Stepping Forward on the Last Mile

TL;DR

This paper explores the use of fixed-point forward gradients for on-device training of deep learning models on resource-constrained edge devices, demonstrating its feasibility and proposing improvements to reduce memory and accuracy gaps.

Contribution

It investigates fixed-point forward gradient training for edge devices, introduces algorithm enhancements, and provides empirical analysis of its effectiveness across vision and audio tasks.

Findings

Feasible on-device training with fixed-point forward gradients demonstrated.

Proposed algorithm enhancements reduce memory footprint and improve accuracy.

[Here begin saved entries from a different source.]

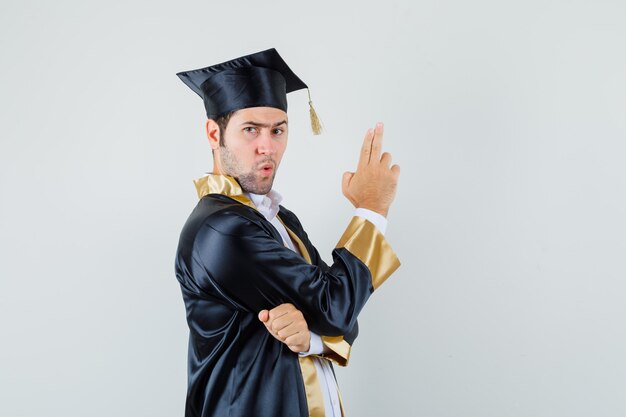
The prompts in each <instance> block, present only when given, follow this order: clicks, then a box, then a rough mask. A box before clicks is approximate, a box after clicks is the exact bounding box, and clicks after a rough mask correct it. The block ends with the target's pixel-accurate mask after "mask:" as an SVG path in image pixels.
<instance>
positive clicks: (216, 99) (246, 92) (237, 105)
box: [176, 48, 322, 135]
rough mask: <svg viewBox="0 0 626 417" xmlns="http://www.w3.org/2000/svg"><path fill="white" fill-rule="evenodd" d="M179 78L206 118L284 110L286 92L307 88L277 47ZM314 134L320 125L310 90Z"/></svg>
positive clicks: (180, 74) (289, 92)
mask: <svg viewBox="0 0 626 417" xmlns="http://www.w3.org/2000/svg"><path fill="white" fill-rule="evenodd" d="M176 75H178V77H179V78H180V79H181V80H182V81H183V82H184V83H185V84H187V86H188V87H189V88H191V89H192V90H193V91H195V92H196V94H198V95H199V96H200V97H201V98H202V100H204V107H205V109H206V114H207V117H208V118H209V119H217V118H219V117H221V116H225V115H226V114H229V113H231V112H233V111H235V110H239V109H245V108H248V107H274V108H277V109H281V110H283V111H285V112H286V111H287V93H290V92H292V91H296V90H301V89H303V88H306V89H307V92H308V87H307V85H306V84H305V83H304V82H302V80H301V79H300V78H298V76H297V75H296V74H294V72H293V71H292V70H291V68H289V66H288V65H287V63H286V62H285V61H284V60H283V59H282V58H281V56H280V55H279V54H278V52H277V51H276V49H274V48H271V49H267V50H265V51H261V52H257V53H254V54H251V55H246V56H242V57H240V58H236V59H232V60H230V61H226V62H222V63H221V64H217V65H211V66H210V67H206V68H200V69H197V70H191V71H183V72H179V73H178V74H176ZM309 111H310V116H311V128H312V129H313V133H314V134H316V135H319V134H320V133H321V130H322V126H321V123H320V120H319V118H318V117H317V113H316V112H315V109H314V108H313V102H312V101H311V94H310V93H309Z"/></svg>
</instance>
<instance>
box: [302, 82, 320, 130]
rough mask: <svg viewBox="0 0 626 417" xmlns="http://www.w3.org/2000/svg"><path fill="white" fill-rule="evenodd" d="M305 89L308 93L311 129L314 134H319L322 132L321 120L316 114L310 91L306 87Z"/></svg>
mask: <svg viewBox="0 0 626 417" xmlns="http://www.w3.org/2000/svg"><path fill="white" fill-rule="evenodd" d="M306 91H307V93H308V94H309V115H310V116H311V129H312V130H313V134H314V135H319V134H320V133H322V121H321V120H320V118H319V117H318V116H317V112H316V111H315V108H314V107H313V101H312V100H311V92H310V91H309V89H308V88H307V89H306Z"/></svg>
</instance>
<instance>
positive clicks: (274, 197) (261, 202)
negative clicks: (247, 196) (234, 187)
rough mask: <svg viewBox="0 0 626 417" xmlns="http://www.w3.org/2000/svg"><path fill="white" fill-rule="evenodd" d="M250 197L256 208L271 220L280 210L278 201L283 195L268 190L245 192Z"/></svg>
mask: <svg viewBox="0 0 626 417" xmlns="http://www.w3.org/2000/svg"><path fill="white" fill-rule="evenodd" d="M245 194H246V195H248V196H249V197H250V200H252V202H253V203H254V205H255V206H256V208H257V210H258V211H259V212H260V213H261V214H262V215H263V216H264V217H265V218H266V219H267V220H268V221H271V220H272V219H273V218H274V217H276V214H278V211H279V210H280V202H281V201H283V196H282V195H280V193H278V191H274V190H270V192H269V193H267V194H253V193H245Z"/></svg>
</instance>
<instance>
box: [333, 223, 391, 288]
mask: <svg viewBox="0 0 626 417" xmlns="http://www.w3.org/2000/svg"><path fill="white" fill-rule="evenodd" d="M337 248H345V249H347V250H348V251H349V252H350V253H351V254H353V255H354V256H356V257H357V258H358V259H359V260H360V261H361V262H363V263H364V264H365V266H367V268H368V269H369V270H370V273H371V274H372V286H373V287H374V289H377V288H378V287H380V286H381V285H382V283H383V282H385V280H386V279H387V278H389V276H390V275H391V274H392V273H393V272H394V271H395V270H396V269H398V267H399V266H400V260H399V259H398V257H397V256H396V254H395V252H394V251H393V249H391V246H390V245H389V243H388V242H387V241H386V240H385V237H384V236H383V234H382V233H380V231H379V230H378V229H377V228H376V226H374V225H373V224H372V223H370V222H369V221H367V220H365V219H364V218H363V217H358V216H354V217H353V218H352V221H351V222H350V224H349V225H348V228H347V229H346V231H345V232H344V233H343V236H341V239H339V243H337Z"/></svg>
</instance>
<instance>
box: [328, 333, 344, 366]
mask: <svg viewBox="0 0 626 417" xmlns="http://www.w3.org/2000/svg"><path fill="white" fill-rule="evenodd" d="M322 343H324V346H326V347H327V348H328V349H330V352H328V353H324V355H323V357H324V358H326V359H329V360H331V361H333V362H334V363H336V364H337V365H339V366H347V365H348V361H349V360H350V348H351V346H350V344H349V343H348V342H346V341H345V340H343V337H342V336H322Z"/></svg>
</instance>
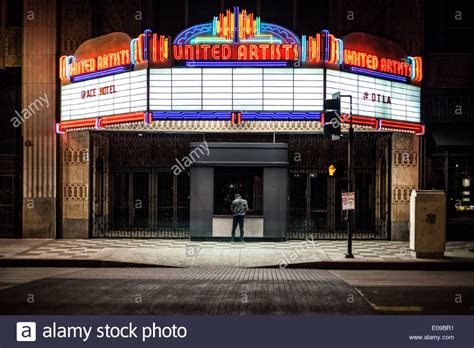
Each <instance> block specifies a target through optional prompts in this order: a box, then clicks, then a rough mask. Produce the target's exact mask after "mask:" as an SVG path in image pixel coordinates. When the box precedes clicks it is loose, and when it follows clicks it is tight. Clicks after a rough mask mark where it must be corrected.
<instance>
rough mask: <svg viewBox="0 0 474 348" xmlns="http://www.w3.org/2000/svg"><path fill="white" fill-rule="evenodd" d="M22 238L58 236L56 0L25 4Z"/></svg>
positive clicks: (24, 18)
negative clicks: (56, 233) (56, 226)
mask: <svg viewBox="0 0 474 348" xmlns="http://www.w3.org/2000/svg"><path fill="white" fill-rule="evenodd" d="M23 12H24V13H23V47H22V103H21V107H22V110H21V117H20V116H19V115H17V117H18V121H19V124H21V127H22V135H23V237H25V238H55V237H56V133H55V116H56V70H57V68H56V50H57V49H56V37H57V30H56V23H57V20H56V1H55V0H24V2H23Z"/></svg>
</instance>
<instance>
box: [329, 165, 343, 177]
mask: <svg viewBox="0 0 474 348" xmlns="http://www.w3.org/2000/svg"><path fill="white" fill-rule="evenodd" d="M328 175H329V177H330V178H342V177H343V176H344V163H340V162H333V163H329V165H328Z"/></svg>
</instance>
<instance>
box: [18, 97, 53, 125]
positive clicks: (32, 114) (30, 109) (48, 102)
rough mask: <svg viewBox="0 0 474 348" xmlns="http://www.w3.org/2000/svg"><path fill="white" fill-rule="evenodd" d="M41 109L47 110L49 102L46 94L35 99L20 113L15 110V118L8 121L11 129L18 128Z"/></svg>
mask: <svg viewBox="0 0 474 348" xmlns="http://www.w3.org/2000/svg"><path fill="white" fill-rule="evenodd" d="M42 108H49V100H48V95H47V94H46V92H45V93H44V96H41V97H39V98H36V99H35V100H34V101H33V102H32V103H30V104H28V106H27V107H26V108H24V109H23V110H21V112H18V111H17V110H15V116H13V117H12V118H11V119H10V122H11V123H12V124H13V127H15V128H18V127H20V126H21V125H22V123H24V122H25V121H26V120H27V119H29V118H30V117H31V116H33V115H34V114H35V113H37V112H38V111H40V109H42Z"/></svg>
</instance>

Empirical results show competitive performance compared to traditional backpropagation.

Abstract

Continuously adapting pre-trained models to local data on resource constrained edge devices is the $\emph{last mile}$ for model deployment. However, as models increase in size and depth, backpropagation requires a large amount of memory, which becomes prohibitive for edge devices. In addition, most existing low power neural processing engines (e.g., NPUs, DSPs, MCUs, etc.) are designed as fixed-point inference accelerators, without training capabilities. Forward gradients, solely based on directional derivatives computed from two forward calls, have been recently used for model training, with substantial savings in computation and memory. However, the performance of quantized training with fixed-point forward gradients remains unclear. In this paper, we investigate the feasibility of on-device training using fixed-point forward gradients, by conducting comprehensive experiments across a variety of deep learning benchmark tasks in both vision and audio domains. We propose a series of algorithm enhancements that further reduce the memory footprint, and the accuracy gap compared to backpropagation. An empirical study on how training with forward gradients navigates in the loss landscape is further explored. Our results demonstrate that on the last mile of model customization on edge devices, training with fixed-point forward gradients is a feasible and practical approach.